La vicenda di Aqua e Marina, le madri gemelle di Ada e Van innamorate entrambe di Demon, si compie fra le ondulazioni spesse del sipario. In un andirivieni sistolico-diastolico, la quarta parete si svasa, mostra le estremità dei personaggi, i piedi. La loro danza. Dalla ferita centrale del sipario fuoriescono gambe e mani, bolle di sapone e peluche parlanti. Ancora sezioni del corpo. La parete in quanto confine, barriera limitante è il luogo di confronto-scontro in cui solo possono convergere le azioni: la malattia di Aqua, il tradimento di Marina, il parto delle due donne, la sostituzione dei bambini (?). La parte superiore del corpo non scompare. Esiste, ora come traccia sul sudario pesante del sipario di velluto e dei suoi pennacchi di grogrè, ora sezionato dal telo nero del fondale, ora come schizzo del terzo sfondo scuoiato in macchie di colore.
Oltre il sipario un ospedale: un divaricatoio ostetrico, una lambada da sala operatoria. Ma l’aspetto patologico e morboso rinviene nell’insistenza delle ripetizioni: il sipario si apre, si chiude, si apre ancora. Marina primattice interpreta se stessa e la sorella. Aqua si vuole sottrarre alle cure, l’infermiera e il dottore la inseguono, e lei si sdoppia nel suo orsacchiotto consolatore. Una progressione senza esiti e senza ritorno. Uno stato ipnotico assecondato dal tessuto sonoro che vive nell’ambiguità tra il registrato e il trasmesso dal vivo. I frame scenici, dettati dall’apertura-chiusura del sipario, sono didascalicamente scanditi dal box di quarzine che campeggia sulla testa degli attori: le lettere M-A-T-R-I-M-O-N-I-O, un cuore, una croce per la festa nuziale di Demon e Aqua. Il quadretto-reclame da cornetto Algida rivela l’adesione, deliberatamente ingenua e cinica, alle seduzioni dell’universo stereotipato dei mass media.

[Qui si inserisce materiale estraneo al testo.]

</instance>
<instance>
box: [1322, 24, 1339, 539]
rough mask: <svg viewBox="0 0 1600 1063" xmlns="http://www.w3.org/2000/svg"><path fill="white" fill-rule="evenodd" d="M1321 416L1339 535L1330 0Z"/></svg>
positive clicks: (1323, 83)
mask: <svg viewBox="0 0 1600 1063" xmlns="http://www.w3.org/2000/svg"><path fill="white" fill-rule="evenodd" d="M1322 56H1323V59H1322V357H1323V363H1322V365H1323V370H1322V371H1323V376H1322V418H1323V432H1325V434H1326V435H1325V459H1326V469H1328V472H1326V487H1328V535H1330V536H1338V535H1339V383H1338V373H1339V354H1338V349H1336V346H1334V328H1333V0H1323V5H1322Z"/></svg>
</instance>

Aqua Marina vive nell’atteggiamento appagato di un’esibizione tutta di superficie in cui la visionarietà deve passare attraverso un onirismo posticcio di teloni trasparenti tirati su corridoi di filo di ferro a vista. Teatrini infantili che mimano quelli dei grandi (certe trasparenze della Socìetas Raffaello Sanzio da Oreatea a B.#04 Berlin). Nello stesso intervallo si inscrive la citazione, quella dichiarata al maestro Leo de Berardinis, alla Ofelia del suo memorabile Principe di Danimarca, o la parodica sintesi futurista di uno sparo improvviso che non necessita più neppure dell’apertura del sipario. Gioco smascherato del teatro che si confronta con se stesso. I giochi, come sempre per i Fanny & Alexander sono aperti. Armati con il proprio Kit di sopravvivenza (consegnato all’ingresso), al pubblico non resta che aspettare la prossima mossa.